# Vizsla Breeders in Hungary



## leelo2013 (Mar 18, 2013)

I am very interested in gettin a Vizsla. I have been researching breeders in NY but I wonder if anyone knows about purchasing from breeders in Hungary. 

I am going to Europe in May and was hoping to purchase one and bringing it on-board the plane. A friend of mine who is Hungarian, found a breeder that has a litter from two champions, however while I was just randomly searching online, I found the breeder listed on Puppyfind.com. I had read some pretty bad stories about this site and the reputation of breeders who list here. 

I spoke to the breeder and she has sent me the pedigree and extensive information about the parents. She had no problem with me picking up the puppy in Hungary.
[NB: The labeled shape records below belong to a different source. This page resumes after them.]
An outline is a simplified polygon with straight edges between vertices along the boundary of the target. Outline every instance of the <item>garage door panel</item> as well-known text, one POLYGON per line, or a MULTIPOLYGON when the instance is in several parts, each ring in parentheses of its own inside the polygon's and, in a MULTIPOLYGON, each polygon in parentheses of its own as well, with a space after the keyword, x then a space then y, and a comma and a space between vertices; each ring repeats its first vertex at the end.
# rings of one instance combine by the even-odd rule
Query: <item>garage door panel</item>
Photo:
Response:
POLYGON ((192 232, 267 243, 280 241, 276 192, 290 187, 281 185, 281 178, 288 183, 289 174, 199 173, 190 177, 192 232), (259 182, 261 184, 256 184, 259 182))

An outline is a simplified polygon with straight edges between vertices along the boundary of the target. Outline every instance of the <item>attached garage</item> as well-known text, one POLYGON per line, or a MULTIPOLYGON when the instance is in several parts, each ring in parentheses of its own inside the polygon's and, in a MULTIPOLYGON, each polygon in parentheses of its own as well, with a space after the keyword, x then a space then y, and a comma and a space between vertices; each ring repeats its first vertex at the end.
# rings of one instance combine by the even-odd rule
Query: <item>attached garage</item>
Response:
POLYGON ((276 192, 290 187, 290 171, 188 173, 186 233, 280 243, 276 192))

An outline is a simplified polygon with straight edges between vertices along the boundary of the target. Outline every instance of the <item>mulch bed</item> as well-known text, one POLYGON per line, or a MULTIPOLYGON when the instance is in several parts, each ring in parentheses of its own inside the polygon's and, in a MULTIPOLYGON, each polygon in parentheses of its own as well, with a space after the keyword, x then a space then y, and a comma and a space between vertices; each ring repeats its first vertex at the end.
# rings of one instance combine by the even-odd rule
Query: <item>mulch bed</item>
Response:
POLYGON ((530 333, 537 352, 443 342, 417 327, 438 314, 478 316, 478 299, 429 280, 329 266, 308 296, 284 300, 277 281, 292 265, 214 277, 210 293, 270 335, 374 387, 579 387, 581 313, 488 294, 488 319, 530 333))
The price for the puppy was 1000 euros, which I heard was pretty high for Hungarian standards.

Just wanted to see if there was anyone with experience with this and could give some advice. 


Thank you!


----------



## hotmischief (Mar 11, 2012)

I think dmp bought a pup back from Hungary last summer. You could PM him for details. You will have to sort out things like shots, etc. I think dmp found an airline that allowed them to have the puppy in the cabin with them.

I would say the price is about right by UK prices, and if it is a top Hungarian breeder I would think it would be about the same.

The other person that might be able to help you is River as she imported a bitch to the UK last summer.


----------



## KB87 (Jan 30, 2012)

dmp's pup came from the same litter as our boy. He was from Michigan.

I remember someone brought a pup back from Hungary but I can't put my finger on who it was at the moment. I'll do some looking.


----------



## KB87 (Jan 30, 2012)

Here's a few links to posts...

Flint may be able to offer help:
http://www.vizslaforums.com/index.php/topic,6173.msg47214.html#msg47214


Suliko may be able to offer help:
http://www.vizslaforums.com/index.php/topic,7246.msg55833.html#msg55833

An interesting read regarding "europuppy:'
http://www.vizslaforums.com/index.php/topic,6396.msg49007.html#msg49007


----------



## hotmischief (Mar 11, 2012)

Thanks for putting the record straight KB87 - but glad you also remember that a member did bring back a pup from Hungary. It reassures me that my grey matter isn't going crazy.


----------



## KB87 (Jan 30, 2012)

hotmischief said:


> It reassures me that my grey matter isn't going crazy.


At least you have grey matter. Some days I only have air


----------



## leelo2013 (Mar 18, 2013)

Thank you KB87 and hotmischief!


----------